ON HIS ROMANCE WITH PAUL TECH
“When I met Peter and Paul they were very much a couple – Peter and Paul, like the saints. I thought the relationship was wonderful. But the first great love in Peter's life was Joseph Raffaele (later Raffael). He was the star student at Cooper Union School of Art when Peter met him. It was a great love which went on for many years and was very important and never really ended.
“They went on a Fulbright to Rome and Paul sort of followed along. I called them The Three Musketeers. What they learned there – this is my interpretation – is how to fully, really embrace the role of being an artist. You might say, 'I want to be an artist' or 'I should be an artist' or 'I'm an artist part of the time', no, they were completely immersed in that destiny. They all lived for it. It's an interesting biographical fact, very little known, that one of the people who was involved in the same process with them was a slightly older and more successful artist, Cy Twombly, who was then living in Rome and he sort of took up The Three Musketeers. So they shared a lot of sensibilities. Paul was, when sane, enormous fun. He was enormously funny and charming, and charismatic. It was not really said much, but it's true that he had severe bi-polar disease, and would spend several months cyclically being insane… and I mean really insane. How he lived with that is part of his tragedy. Peter once told me that he could not completely share his life with someone who spends half the time insane.”
ON BEING COMPARED TO DIANE ARBUS
“We talked about Arbus a fair amount. I don't think that Peter was wholeheartedly tuned into her aesthetic, there was something about it that didn’t work for him. One thing that I know is true, is they shared a very strong interest in the grotesque. Except that, for Peter, from the very beginning, there were no grotesqueries. He did not acknowledge the way people were separated from society by something that was an affliction.

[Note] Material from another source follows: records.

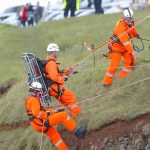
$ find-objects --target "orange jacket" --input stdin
[112,18,138,53]
[45,56,64,87]
[25,96,48,120]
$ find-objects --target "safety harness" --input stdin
[25,93,50,133]
[38,59,65,96]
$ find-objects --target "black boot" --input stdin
[73,124,87,139]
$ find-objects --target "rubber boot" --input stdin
[73,124,87,139]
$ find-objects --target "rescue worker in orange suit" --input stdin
[25,81,87,150]
[102,9,140,87]
[45,43,80,116]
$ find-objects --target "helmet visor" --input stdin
[124,17,134,25]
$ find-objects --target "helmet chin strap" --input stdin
[48,52,57,58]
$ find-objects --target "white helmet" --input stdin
[123,8,133,18]
[29,81,42,91]
[47,43,59,52]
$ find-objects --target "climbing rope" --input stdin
[54,77,150,109]
[68,15,150,74]
[40,121,44,150]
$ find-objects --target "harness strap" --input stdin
[111,50,127,55]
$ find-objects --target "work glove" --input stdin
[64,76,69,81]
[46,111,51,116]
[64,68,73,76]
[135,34,141,39]
[133,45,142,52]
[44,120,49,127]
[54,108,65,113]
[131,51,136,58]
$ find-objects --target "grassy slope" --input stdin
[0,10,150,150]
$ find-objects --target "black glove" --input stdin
[64,76,68,81]
[136,34,141,39]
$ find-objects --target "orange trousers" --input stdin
[103,52,136,85]
[49,86,81,116]
[31,112,76,150]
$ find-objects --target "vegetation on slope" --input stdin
[0,9,150,150]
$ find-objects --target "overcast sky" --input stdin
[0,0,60,13]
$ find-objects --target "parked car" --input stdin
[0,6,43,26]
[0,6,20,25]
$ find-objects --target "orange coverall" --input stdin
[45,55,80,116]
[25,96,76,150]
[103,18,138,85]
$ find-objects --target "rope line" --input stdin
[54,77,150,109]
[80,64,149,72]
[71,15,150,72]
[77,77,150,104]
[40,121,44,150]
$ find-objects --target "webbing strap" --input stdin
[55,139,63,147]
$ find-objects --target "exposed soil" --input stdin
[0,113,150,150]
[0,120,29,132]
[63,113,150,150]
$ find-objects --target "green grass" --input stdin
[0,9,150,150]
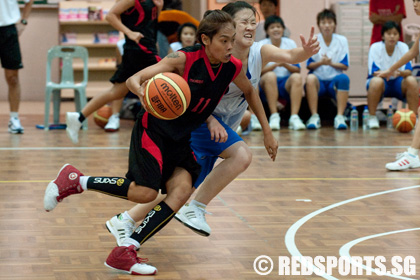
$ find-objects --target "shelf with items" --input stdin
[59,1,119,98]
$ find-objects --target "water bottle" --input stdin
[386,105,394,129]
[362,106,369,130]
[350,106,359,131]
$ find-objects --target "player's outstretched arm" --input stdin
[261,26,320,65]
[126,52,186,100]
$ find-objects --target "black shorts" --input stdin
[0,24,23,70]
[126,115,201,193]
[109,49,158,83]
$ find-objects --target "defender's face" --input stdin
[318,18,335,36]
[267,22,284,39]
[234,9,257,47]
[203,23,235,64]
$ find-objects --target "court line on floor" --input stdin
[0,177,420,184]
[284,185,420,280]
[0,145,408,151]
[339,228,420,280]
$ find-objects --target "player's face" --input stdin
[413,0,420,16]
[267,22,284,40]
[260,1,276,18]
[318,18,335,37]
[234,9,257,47]
[181,26,195,47]
[202,23,235,64]
[382,28,400,47]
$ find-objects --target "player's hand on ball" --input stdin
[207,116,228,143]
[264,133,279,161]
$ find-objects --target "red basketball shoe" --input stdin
[105,245,157,275]
[44,164,83,211]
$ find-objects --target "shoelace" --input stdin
[126,245,149,263]
[57,184,82,202]
[395,152,408,159]
[120,221,134,239]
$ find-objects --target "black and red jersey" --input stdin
[141,44,242,141]
[121,0,158,55]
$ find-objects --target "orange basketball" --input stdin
[93,105,112,128]
[144,72,191,120]
[392,109,416,133]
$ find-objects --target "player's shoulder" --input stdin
[333,33,348,44]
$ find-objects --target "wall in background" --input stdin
[0,0,420,101]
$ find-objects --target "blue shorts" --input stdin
[190,117,243,188]
[305,73,350,99]
[366,77,405,101]
[260,76,290,103]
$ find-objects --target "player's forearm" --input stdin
[284,47,313,64]
[21,0,34,20]
[330,62,349,71]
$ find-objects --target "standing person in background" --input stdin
[0,0,34,134]
[255,0,279,42]
[369,0,407,45]
[377,0,420,171]
[366,21,419,129]
[305,9,350,130]
[168,22,197,53]
[252,16,306,130]
[369,0,407,115]
[66,0,163,143]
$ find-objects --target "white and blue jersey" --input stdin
[213,42,264,130]
[260,37,300,78]
[191,42,264,188]
[306,33,350,81]
[368,41,413,80]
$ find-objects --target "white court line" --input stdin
[340,228,420,280]
[0,146,408,151]
[284,185,420,280]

“His first set of really masterful work was done in a school for retarded children. The (images are) beautiful and the kids are happy. They are not grotesque. They look like young kids being happy with themselves. It's a wonderful thing. He did this repeatedly. There was a series of photographs that he made at an outpatient clinic for mental patients in the Bronx, and he went and did portraits of them. All of them do look a little crazy but he loved them. He was never interested in humiliating them or embarrassing them or showing them off to that advantage.”

ON THE TENSE RELATIONSHIP BETWEEN PETER AND ROBERT MAPPLETHORPE
“Peter was someone that Robert had glommed onto very early on, around 1974 or 1975. He was very interested in a photograph that has since become quite famous, ‘Seated Nude, Bruce de Saint Croix’ (1976). It shows this young man Bruce de Saint Croix with a very large erection, contemplating it. Robert was very impressed. I was told later by Bruce de Saint Croix who went on to become a social worker advocate that Robert treated him, Bruce, like furniture.
“It was very interesting to see the stark contrast between those two artists. In all my years in New York, Robert was the most successful cultural operator and opportunist I ever laid eyes on. It was nothing short of phenomenal. Robert came out of obscurity and rocketed into very great visibility. Peter did not. Robert was interested in beauty that could look perfect. Peter was someone who insisted that his pictures be beautiful, but they had to be done of broken things and broken people. That's where the beauty had to be.
“I knew them both. I would ask Robert, 'What do you think of Peter?' and he said, 'Well, he's a great photographer. Everybody knows that. It's perfectly obvious. But, if I put something on my wall, I don't want to look at it and go (makes frightened noise).' That was that.”
“When they were dying, the photographer Lynn Davis used to move back and forth between their places every day. And when she arrived, they always asked, 'How's the other one?' Peter died fairly long before Robert. Robert used every conceivable medical device he could find to just keep breathing, whereas Peter, I wouldn't say he accepted death, but it came to him in a lot more natural way. He said, there's no smell, there's no feeling, there's no physical warmth in Robert's work. And for him, that was fatal.”